The Cassandra myth, a deeply complex tragedy on the misapplication of gender power, has unfortunately remained in its suppressed format: its modern application is The Cassandra Syndrome, a psychological disorder often coined for powerless, intuitive women who place themselves in physical and emotional danger by failing to articulate their needs.
But the ramifications of scorn warrant more attention as Kassandra is squared by the Sun (Apollo) this week. Could she air her needs with a little more force and finally be heard? Or will Apollo just call her nuts and pretend she’s not even there?

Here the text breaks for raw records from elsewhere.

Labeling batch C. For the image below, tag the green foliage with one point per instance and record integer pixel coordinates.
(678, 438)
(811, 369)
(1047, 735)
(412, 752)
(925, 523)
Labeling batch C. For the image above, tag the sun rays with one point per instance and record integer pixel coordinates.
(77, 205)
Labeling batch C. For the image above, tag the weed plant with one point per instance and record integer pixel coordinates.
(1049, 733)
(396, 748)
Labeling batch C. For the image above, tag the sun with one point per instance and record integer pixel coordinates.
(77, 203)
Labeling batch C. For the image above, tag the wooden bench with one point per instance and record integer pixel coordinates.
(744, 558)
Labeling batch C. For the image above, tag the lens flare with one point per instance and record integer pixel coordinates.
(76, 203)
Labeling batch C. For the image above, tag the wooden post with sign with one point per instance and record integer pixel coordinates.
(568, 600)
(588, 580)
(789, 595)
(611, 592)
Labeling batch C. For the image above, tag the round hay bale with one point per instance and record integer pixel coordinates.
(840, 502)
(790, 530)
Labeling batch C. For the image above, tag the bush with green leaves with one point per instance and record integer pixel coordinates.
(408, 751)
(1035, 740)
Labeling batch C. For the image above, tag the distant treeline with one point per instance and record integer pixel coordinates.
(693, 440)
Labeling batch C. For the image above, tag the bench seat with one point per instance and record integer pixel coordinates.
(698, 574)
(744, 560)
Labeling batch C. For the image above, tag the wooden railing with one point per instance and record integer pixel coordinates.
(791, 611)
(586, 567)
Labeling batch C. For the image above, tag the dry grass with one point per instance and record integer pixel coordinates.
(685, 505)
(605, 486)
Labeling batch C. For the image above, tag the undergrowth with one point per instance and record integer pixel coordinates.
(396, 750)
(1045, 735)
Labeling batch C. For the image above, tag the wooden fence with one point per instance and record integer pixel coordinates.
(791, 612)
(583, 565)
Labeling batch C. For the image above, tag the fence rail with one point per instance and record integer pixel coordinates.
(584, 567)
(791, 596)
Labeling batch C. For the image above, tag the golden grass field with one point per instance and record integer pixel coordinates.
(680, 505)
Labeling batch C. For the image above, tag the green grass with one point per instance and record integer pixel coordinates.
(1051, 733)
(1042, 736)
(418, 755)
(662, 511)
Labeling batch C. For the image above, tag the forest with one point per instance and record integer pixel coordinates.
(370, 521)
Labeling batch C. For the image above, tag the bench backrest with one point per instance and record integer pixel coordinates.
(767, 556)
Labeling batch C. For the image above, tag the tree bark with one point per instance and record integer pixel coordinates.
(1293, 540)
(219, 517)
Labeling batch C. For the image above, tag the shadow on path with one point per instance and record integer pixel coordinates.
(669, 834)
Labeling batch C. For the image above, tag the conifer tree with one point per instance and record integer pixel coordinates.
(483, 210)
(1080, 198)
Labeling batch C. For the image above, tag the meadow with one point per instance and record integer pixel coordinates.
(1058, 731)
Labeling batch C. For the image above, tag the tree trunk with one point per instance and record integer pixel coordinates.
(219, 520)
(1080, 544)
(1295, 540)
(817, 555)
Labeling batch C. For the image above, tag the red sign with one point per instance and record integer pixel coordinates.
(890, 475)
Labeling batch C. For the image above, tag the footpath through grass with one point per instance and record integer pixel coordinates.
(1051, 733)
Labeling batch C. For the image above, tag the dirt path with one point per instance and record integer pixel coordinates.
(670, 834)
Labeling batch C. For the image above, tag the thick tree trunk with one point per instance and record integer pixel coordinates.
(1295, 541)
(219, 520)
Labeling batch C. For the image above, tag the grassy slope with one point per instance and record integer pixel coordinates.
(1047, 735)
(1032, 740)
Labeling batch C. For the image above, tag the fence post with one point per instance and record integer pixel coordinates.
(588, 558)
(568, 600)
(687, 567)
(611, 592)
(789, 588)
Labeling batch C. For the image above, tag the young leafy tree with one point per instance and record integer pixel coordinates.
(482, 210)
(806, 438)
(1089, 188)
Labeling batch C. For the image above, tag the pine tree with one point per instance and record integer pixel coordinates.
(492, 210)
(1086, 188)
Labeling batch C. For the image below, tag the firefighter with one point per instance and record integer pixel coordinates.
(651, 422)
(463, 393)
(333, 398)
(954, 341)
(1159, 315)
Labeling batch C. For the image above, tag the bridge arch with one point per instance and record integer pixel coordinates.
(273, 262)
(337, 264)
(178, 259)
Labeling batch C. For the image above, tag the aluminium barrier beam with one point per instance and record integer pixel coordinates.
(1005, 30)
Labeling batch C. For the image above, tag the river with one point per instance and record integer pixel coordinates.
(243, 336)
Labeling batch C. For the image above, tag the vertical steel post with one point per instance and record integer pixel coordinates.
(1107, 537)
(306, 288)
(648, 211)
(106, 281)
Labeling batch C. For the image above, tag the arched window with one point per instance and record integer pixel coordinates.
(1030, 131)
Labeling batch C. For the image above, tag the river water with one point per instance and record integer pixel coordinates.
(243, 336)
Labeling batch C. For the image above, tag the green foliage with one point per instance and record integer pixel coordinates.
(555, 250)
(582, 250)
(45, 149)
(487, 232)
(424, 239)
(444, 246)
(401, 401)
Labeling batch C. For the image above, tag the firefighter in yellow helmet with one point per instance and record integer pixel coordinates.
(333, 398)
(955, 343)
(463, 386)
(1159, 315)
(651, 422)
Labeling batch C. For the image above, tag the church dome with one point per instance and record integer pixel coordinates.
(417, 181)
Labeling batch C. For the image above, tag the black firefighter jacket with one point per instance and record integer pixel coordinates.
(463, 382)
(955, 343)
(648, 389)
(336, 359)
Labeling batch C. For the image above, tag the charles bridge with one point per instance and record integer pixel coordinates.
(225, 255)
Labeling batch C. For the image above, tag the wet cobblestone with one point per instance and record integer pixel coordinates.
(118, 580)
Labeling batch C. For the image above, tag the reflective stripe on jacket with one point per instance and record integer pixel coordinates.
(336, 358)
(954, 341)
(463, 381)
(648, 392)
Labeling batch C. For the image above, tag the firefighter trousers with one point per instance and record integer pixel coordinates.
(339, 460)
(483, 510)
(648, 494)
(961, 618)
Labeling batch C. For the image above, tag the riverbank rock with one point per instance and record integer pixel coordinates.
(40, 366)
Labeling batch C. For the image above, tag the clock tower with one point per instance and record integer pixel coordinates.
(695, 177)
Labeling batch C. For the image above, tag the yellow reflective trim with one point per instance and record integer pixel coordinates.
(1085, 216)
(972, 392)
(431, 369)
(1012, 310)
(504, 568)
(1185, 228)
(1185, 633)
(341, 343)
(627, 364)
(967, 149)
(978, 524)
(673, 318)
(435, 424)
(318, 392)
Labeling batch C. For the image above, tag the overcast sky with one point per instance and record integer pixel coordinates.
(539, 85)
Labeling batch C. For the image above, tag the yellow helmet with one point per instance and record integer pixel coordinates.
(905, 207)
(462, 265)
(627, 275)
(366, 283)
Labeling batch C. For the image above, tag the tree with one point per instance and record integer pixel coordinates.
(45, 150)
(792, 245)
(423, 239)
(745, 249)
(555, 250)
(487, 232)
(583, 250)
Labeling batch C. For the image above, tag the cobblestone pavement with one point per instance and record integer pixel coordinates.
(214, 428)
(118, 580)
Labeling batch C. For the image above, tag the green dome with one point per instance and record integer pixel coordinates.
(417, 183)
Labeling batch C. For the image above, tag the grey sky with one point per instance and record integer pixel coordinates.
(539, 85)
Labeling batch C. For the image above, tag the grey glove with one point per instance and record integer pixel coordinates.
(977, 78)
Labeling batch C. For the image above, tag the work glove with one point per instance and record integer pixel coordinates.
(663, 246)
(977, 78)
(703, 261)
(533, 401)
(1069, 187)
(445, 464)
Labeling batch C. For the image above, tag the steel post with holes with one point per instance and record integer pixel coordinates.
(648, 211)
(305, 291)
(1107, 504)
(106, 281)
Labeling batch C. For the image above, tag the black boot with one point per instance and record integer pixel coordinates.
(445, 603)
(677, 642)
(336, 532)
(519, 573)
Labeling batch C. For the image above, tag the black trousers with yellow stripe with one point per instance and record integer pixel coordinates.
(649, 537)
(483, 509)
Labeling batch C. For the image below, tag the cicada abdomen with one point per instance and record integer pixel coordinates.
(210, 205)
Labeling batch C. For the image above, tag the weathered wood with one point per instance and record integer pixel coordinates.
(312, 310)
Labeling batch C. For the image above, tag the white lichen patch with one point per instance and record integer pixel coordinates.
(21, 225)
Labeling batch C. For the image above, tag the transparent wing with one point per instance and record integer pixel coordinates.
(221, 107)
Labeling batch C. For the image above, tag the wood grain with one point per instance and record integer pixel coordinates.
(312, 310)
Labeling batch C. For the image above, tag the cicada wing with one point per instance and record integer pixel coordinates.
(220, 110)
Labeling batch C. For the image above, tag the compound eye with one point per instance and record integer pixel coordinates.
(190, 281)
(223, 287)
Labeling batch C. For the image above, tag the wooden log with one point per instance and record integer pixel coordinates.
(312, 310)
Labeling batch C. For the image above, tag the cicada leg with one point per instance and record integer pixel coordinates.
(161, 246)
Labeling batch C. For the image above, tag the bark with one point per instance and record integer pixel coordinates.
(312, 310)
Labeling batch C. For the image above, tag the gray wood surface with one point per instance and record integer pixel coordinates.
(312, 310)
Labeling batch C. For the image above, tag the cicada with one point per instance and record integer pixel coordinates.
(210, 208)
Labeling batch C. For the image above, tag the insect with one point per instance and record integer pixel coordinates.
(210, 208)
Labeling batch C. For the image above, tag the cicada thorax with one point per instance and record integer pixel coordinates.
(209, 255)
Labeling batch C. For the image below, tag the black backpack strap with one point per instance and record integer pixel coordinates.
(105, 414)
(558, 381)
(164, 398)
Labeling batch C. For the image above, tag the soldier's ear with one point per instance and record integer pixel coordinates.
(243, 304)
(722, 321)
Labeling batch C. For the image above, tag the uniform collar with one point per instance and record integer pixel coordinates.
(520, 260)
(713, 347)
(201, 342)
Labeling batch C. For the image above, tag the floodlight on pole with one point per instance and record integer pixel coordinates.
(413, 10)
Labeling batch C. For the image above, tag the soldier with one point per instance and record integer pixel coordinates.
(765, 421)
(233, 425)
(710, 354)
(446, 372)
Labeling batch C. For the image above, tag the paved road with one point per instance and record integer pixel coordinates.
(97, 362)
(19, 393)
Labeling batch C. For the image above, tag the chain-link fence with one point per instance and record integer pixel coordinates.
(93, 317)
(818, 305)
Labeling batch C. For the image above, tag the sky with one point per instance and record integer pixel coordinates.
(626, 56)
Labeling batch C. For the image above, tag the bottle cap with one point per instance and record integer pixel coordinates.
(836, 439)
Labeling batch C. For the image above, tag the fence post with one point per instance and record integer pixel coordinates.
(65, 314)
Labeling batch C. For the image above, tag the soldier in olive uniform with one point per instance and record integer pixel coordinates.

By one analysis, you might say a kind of ideal one, the masculine force awakens each day searching for the freedom to conquer and create. The feminine force awakens each day searching for love, understanding and the strength to preserve. There are other ways to look at it, though this is one perspective.
When the two scorn each other, entire generations can be affected by the misunderstanding. Consider the generalized fable of the modern American Divorced Family — Daddy the Womanizer and Mommy that Crazy Bitch — and its devastating implications to the children who hear it each night before bedtime.
Most of us can identify full circle with romantic rejection. We’ve rejected another person, sometimes for good reason and (let’s be honest) sometimes for the hell of it because we were confused. Or something. You feel like a piece of shit when you’re doing it, and yet you can’t not do it because romantic love has a lot of basis in intuition, which often trumps reason and even other people’s feelings.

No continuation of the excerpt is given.